Intervention de Christiane Taubira

Réunion du 16 janvier 2013 à 9h30
Commission des lois constitutionnelles, de la législation et de l'administration générale de la république

Christiane Taubira, garde des Sceaux, ministre de la Justice :

Le Gouvernement est défavorable à cet amendement. Ni l'article 34 du code civil, relatif aux actes d'état civil qui incombent aux officiers d'état civil, ni l'article L. 2122-32 du code général des collectivités territoriales, qui précise les attributions exercées au nom de l'État par les officiers ministériels, ne prévoient la clause de conscience. L'objection de conscience fut instaurée dès les années 60, mais pour des jeunes conscrits refusant d'obtempérer à un ordre de guerre ; elle ne peut être invoquée pour autoriser des officiers d'état civil à s'affranchir de leurs obligations légales. Nous pensons d'ailleurs que les maires responsables et consciencieux respecteront la loi, quelles que soient leurs convictions intimes.

De surcroît, ce que vous voulez ranger sous la « clause de conscience » heurte des droits et libertés constitutionnels, tels que la neutralité du service public, le droit au mariage, l'égalité devant les droits et le principe de non-discrimination.

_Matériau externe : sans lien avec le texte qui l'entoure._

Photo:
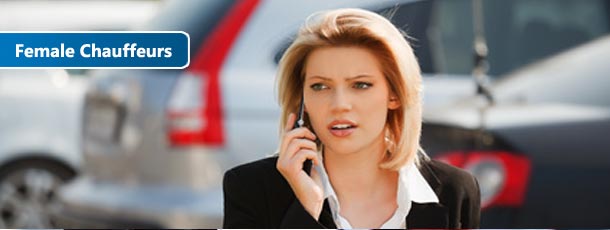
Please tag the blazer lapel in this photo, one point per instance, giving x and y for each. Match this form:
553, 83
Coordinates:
326, 217
431, 215
428, 215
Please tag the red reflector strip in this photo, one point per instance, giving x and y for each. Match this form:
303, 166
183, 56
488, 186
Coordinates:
208, 62
516, 166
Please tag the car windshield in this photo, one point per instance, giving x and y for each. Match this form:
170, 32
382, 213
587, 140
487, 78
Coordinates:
195, 17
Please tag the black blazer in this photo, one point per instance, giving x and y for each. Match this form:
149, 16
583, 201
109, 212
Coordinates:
256, 195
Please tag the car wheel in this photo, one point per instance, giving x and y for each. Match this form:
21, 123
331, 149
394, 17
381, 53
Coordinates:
27, 193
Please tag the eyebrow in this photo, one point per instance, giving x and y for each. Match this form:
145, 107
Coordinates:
347, 79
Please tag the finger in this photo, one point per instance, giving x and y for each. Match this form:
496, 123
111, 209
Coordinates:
301, 156
290, 122
287, 128
298, 144
298, 133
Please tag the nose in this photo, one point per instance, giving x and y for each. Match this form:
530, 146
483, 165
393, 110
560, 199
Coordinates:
341, 101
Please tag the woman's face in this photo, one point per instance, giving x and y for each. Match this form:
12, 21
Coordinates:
347, 98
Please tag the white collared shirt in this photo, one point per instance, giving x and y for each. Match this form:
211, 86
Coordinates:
411, 187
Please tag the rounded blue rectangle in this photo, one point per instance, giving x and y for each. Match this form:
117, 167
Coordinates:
95, 50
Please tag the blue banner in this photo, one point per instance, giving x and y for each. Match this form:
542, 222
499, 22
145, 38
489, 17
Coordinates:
95, 50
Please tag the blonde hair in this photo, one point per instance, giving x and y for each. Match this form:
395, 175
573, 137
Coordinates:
361, 28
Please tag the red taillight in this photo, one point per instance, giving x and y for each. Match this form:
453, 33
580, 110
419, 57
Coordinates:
502, 175
195, 111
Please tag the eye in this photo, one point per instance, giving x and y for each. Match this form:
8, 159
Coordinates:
362, 85
318, 86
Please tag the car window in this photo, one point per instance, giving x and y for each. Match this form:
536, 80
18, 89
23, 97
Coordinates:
517, 32
521, 31
195, 17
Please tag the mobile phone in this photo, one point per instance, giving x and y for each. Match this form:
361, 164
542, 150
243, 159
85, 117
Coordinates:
299, 123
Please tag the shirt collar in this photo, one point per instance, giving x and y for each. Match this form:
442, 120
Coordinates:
412, 186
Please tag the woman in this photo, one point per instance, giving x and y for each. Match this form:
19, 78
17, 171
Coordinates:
361, 87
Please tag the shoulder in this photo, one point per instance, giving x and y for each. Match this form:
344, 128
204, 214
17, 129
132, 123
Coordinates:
457, 190
255, 168
450, 179
253, 172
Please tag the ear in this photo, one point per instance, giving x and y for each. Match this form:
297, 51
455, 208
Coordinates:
393, 102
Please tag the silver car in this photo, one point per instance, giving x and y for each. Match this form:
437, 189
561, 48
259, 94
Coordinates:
157, 142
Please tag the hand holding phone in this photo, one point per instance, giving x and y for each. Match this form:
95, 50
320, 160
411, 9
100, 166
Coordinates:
298, 124
298, 152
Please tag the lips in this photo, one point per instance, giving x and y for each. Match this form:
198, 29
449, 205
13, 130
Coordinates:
342, 128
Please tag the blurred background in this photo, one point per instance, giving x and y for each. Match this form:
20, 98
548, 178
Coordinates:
516, 92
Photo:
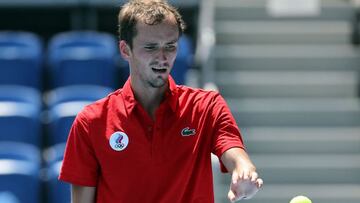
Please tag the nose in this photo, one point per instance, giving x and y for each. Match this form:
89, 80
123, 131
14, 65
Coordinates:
163, 55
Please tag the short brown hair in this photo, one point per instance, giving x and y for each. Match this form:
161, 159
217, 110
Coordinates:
150, 12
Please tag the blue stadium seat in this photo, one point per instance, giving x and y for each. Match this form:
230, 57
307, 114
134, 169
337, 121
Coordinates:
20, 109
57, 191
8, 197
76, 93
21, 59
183, 61
82, 57
19, 172
65, 103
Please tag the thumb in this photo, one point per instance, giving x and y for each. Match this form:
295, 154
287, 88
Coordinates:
231, 195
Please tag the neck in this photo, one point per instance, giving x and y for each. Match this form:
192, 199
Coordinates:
150, 98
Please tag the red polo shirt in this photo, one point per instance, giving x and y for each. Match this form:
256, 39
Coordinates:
116, 146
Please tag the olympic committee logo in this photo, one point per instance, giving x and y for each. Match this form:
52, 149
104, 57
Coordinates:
118, 141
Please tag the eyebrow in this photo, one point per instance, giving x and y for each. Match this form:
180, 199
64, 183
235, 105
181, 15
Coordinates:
154, 43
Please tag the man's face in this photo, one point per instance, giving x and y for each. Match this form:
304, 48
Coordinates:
153, 53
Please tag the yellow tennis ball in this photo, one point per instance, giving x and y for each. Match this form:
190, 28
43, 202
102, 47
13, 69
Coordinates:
300, 199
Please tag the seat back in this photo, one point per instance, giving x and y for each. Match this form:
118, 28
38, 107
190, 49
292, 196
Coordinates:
21, 59
82, 57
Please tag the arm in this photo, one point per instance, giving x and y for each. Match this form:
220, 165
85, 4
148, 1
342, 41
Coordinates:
82, 194
244, 180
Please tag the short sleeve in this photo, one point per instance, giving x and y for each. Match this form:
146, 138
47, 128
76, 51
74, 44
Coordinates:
226, 133
80, 166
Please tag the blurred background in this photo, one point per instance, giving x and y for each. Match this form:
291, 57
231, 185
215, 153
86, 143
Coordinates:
289, 70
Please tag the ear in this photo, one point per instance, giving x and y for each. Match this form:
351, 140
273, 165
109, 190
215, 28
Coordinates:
125, 50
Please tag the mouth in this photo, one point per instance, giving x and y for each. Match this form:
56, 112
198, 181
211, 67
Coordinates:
159, 69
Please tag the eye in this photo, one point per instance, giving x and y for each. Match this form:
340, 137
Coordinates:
150, 48
170, 47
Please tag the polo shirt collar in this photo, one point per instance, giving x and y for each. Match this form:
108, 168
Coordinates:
171, 95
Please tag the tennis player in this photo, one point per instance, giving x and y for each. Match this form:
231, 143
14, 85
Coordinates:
151, 141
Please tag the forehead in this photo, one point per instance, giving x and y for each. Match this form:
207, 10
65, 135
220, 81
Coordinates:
167, 30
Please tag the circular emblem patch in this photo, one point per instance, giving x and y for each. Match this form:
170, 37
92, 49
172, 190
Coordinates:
118, 141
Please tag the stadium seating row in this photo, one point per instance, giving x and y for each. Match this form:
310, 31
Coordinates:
34, 124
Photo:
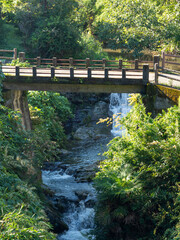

Je ne doute pas que le Conseil constitutionnel, le cas échéant, réagirait.

La future loi s'imposera aux officiers d'état civil. Des sanctions administratives ou pénales sont déjà prévues pour les officiers d'état civil, au premier rang desquels les maires, qui s'affranchissent des obligations légales ; ceux qui feraient ce choix accepteraient donc de s'y exposer. M. Mamère a ainsi été sanctionné après avoir célébré un mariage qui n'était pas prévu par le droit.

Hier, enfin, la Cour européenne des droits de l'homme a confirmé la décision de la justice du Royaume-Uni, qui avait condamné un officier d'état civil à un licenciement après qu'il eut refusé de célébrer un partenariat civil entre deux personnes de même sexe. La Cour, saisie sur le fondement des articles 14 et 9 – relatifs, d'une part, aux discriminations et, de l'autre, à la liberté religieuse et à la liberté de conscience – de la Convention européenne des droits de l'homme, a estimé que le but poursuivi, à savoir la signature du partenariat entre deux personnes de même sexe, était légitime, et que l'effet pénal de la désobéissance de l'officier d'état civil n'était pas disproportionné.

Vous me dites, monsieur Fenech, que vous n'accepterez jamais de me remettre votre livret de famille ; mais il se trouve qu'il ne me viendra jamais à l'esprit de vous le demander, ni à titre personnel ni à titre officiel. Je me demande néanmoins si cet argument ne constitue pas le prochain leurre que vous allez répandre dans l'opinion.